Oxytocin Create a Sense of Social Trust and Investment

You're thinking of a friend who is overseas, so you buy flower delivery to Berlin Germany. When the person receives their flowers, their brain starts to produce what is called the "bonding hormone."

This hormone, better known as Oxytocin, helps build social trust, whether they're sent to a friend, parent or even a romantic partner.

When you give someone flowers, it also shows that you're willing to invest in your relationship with the person. 

Flowers have been given by one person to another for thousands of years. History shows us that the Ancient Greeks, Chinese, Egyptians and Romans all found flowers to be of high importance. Many ancient cultures associated flowers with the gods.

But flowers became even more important in the 1700s when the English and French went to Turkey. Turkey used flowers as a form of expression, where every flower type had a different meaning.

Flowers were, and still are, a great way to express feelings without words.
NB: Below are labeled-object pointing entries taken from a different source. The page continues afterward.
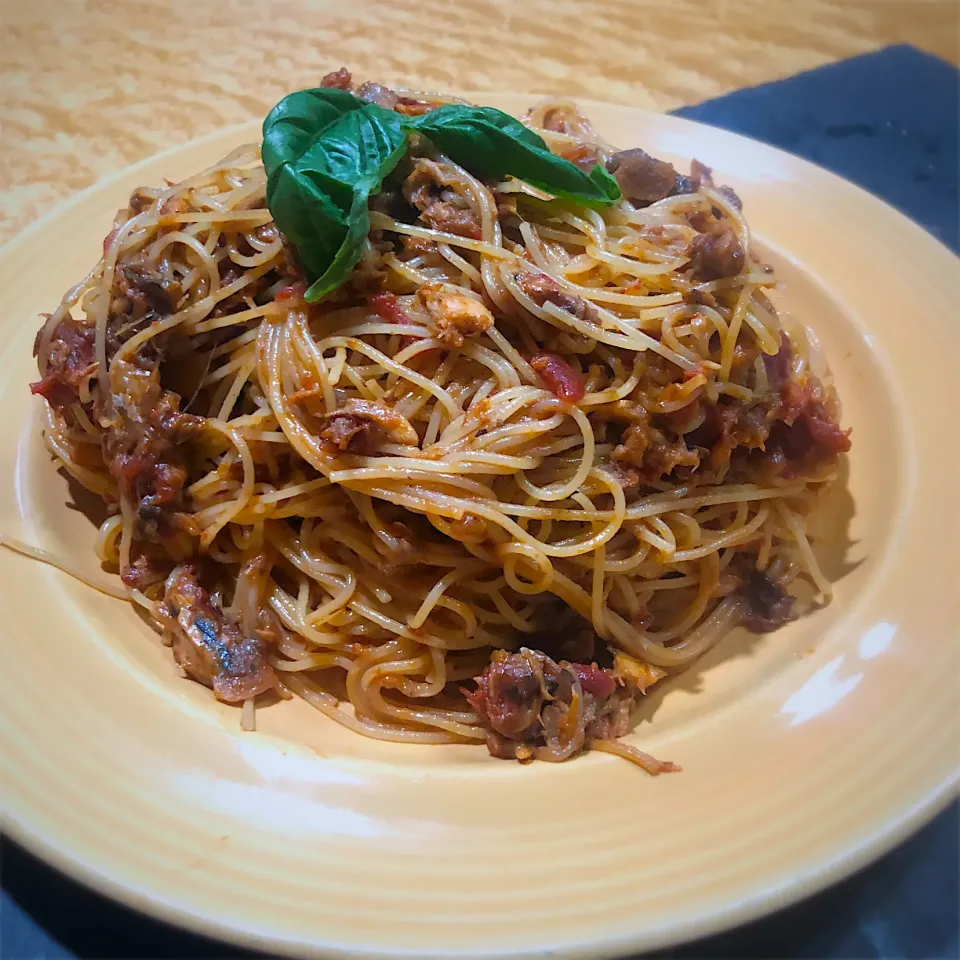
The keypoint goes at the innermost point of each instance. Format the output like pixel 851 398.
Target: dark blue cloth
pixel 889 122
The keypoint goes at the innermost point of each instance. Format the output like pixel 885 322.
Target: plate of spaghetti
pixel 475 526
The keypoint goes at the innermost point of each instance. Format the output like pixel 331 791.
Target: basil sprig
pixel 326 152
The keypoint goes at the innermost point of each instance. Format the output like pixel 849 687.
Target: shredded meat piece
pixel 702 176
pixel 542 288
pixel 346 431
pixel 644 179
pixel 209 644
pixel 645 446
pixel 558 376
pixel 145 451
pixel 70 361
pixel 141 294
pixel 716 254
pixel 338 80
pixel 361 426
pixel 768 605
pixel 778 365
pixel 807 439
pixel 413 108
pixel 439 207
pixel 454 314
pixel 535 707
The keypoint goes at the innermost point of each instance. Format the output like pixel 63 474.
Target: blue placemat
pixel 889 122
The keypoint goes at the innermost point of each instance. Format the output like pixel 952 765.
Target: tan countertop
pixel 88 86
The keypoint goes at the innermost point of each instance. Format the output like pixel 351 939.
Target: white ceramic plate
pixel 806 753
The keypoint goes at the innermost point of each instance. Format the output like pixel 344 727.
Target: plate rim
pixel 848 859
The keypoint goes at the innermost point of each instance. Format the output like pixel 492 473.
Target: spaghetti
pixel 530 458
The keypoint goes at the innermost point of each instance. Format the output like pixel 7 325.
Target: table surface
pixel 89 86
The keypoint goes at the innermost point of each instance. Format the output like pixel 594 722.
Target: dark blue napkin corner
pixel 888 121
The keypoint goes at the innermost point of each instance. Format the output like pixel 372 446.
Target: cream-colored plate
pixel 806 752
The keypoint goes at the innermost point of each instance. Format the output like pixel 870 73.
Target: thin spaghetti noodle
pixel 529 459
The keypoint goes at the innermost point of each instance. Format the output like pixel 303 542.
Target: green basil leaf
pixel 325 152
pixel 491 143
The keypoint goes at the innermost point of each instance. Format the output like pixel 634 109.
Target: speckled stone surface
pixel 88 86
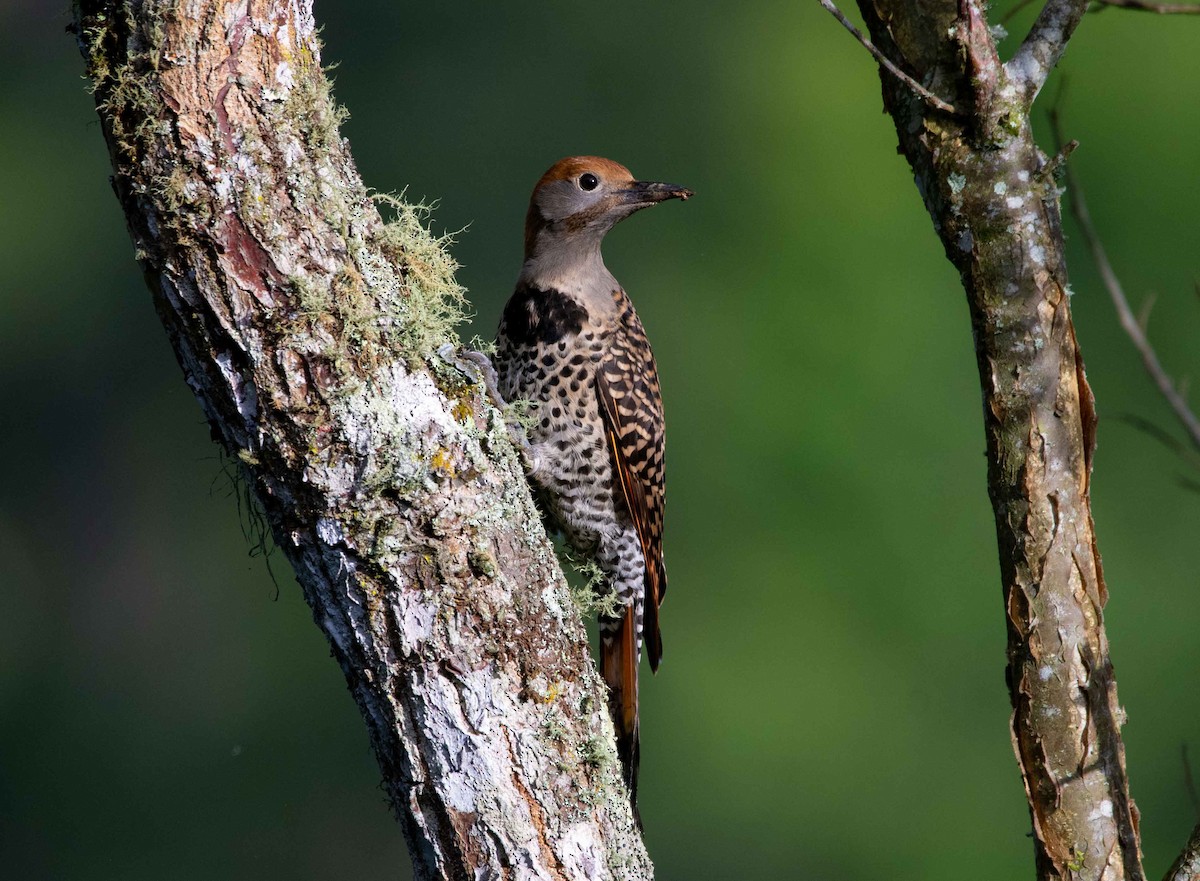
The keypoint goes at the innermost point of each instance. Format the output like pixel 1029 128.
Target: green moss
pixel 432 303
pixel 593 594
pixel 597 753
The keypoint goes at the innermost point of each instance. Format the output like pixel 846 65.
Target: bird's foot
pixel 479 367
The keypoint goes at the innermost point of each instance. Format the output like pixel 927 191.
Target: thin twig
pixel 1189 784
pixel 1158 9
pixel 1125 313
pixel 887 63
pixel 1044 45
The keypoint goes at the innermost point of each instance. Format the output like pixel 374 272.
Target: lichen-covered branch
pixel 1044 45
pixel 995 204
pixel 309 330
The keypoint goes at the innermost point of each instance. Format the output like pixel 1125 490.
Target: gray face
pixel 589 197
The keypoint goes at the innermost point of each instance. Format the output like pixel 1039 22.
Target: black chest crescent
pixel 535 316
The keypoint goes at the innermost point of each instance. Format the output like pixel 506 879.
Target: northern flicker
pixel 571 343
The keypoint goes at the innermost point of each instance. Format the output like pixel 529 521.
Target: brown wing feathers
pixel 631 405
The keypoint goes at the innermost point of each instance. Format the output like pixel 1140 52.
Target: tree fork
pixel 310 331
pixel 994 202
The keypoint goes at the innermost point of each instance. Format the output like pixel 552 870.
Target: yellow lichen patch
pixel 442 461
pixel 462 411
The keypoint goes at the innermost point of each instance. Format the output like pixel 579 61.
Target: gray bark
pixel 994 202
pixel 309 329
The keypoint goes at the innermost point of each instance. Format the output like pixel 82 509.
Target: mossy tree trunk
pixel 310 330
pixel 994 201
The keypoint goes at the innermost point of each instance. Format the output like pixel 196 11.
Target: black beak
pixel 647 192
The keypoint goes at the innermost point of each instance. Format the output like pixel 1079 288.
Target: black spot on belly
pixel 534 316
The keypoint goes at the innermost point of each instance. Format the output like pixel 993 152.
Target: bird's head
pixel 581 198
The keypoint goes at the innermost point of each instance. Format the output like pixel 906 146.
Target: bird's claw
pixel 479 367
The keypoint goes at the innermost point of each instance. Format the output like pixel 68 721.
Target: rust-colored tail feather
pixel 618 664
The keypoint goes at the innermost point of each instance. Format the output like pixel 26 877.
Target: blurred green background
pixel 832 702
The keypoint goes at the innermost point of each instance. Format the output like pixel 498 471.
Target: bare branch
pixel 1159 9
pixel 1129 323
pixel 887 63
pixel 1044 45
pixel 1014 11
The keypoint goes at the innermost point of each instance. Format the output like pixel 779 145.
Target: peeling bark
pixel 995 205
pixel 310 331
pixel 1187 867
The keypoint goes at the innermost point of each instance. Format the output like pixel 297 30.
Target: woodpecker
pixel 571 343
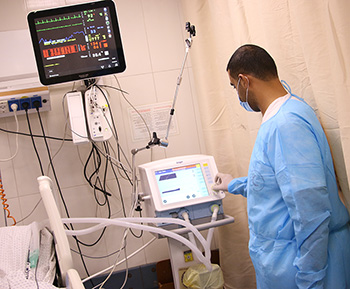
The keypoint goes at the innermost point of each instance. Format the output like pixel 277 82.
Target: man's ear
pixel 244 80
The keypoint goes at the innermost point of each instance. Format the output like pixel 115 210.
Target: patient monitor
pixel 176 185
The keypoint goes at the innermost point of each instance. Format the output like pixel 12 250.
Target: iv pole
pixel 155 140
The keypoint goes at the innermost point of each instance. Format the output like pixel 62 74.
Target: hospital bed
pixel 28 244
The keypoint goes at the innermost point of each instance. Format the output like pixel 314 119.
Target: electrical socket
pixel 42 96
pixel 25 101
pixel 3 107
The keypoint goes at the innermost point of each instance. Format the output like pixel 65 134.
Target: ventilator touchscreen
pixel 76 42
pixel 181 184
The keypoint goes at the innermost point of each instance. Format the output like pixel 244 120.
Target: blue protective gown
pixel 299 228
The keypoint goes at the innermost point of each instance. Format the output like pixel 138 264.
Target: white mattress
pixel 23 262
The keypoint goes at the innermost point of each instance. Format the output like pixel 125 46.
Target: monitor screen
pixel 181 184
pixel 178 182
pixel 76 42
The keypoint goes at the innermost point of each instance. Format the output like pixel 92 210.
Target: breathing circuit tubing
pixel 4 204
pixel 129 223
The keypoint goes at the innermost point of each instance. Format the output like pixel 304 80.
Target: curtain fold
pixel 310 43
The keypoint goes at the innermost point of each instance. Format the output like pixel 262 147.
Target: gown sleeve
pixel 238 186
pixel 294 152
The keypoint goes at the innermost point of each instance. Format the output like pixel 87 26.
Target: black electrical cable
pixel 58 185
pixel 34 135
pixel 120 193
pixel 95 156
pixel 115 133
pixel 33 142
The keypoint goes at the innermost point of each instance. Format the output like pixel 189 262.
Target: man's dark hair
pixel 254 60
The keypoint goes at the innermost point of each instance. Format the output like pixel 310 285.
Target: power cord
pixel 25 105
pixel 36 104
pixel 14 107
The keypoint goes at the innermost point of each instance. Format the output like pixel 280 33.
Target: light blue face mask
pixel 245 103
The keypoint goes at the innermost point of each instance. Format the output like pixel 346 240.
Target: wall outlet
pixel 25 98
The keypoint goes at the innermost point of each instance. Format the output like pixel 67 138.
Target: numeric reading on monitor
pixel 85 35
pixel 182 183
pixel 76 42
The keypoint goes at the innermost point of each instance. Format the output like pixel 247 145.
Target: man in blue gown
pixel 299 228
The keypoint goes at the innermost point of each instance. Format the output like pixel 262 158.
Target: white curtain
pixel 310 42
Serotonin and a Study on Monkeys

Serotonin is also produced in the brain when people receive flowers. This key chemical is often referenced as an anti-depressant. A study on monkeys found that their brain released serotonin when they felt more important socially.

When you give someone flowers, the person will feel more important.

The brain will trigger the production of serotonin because the brain has the same feeling of being more important that the monkey's brain had.

Flowers are a way to satisfy our brain's innate needs. We may not live in a time where we have to worry about harvest (food is in abundance), but our natural behaviors still relate flowers to crops growing. If you want to make someone's day, build trust and provide social importance, gift them flowers.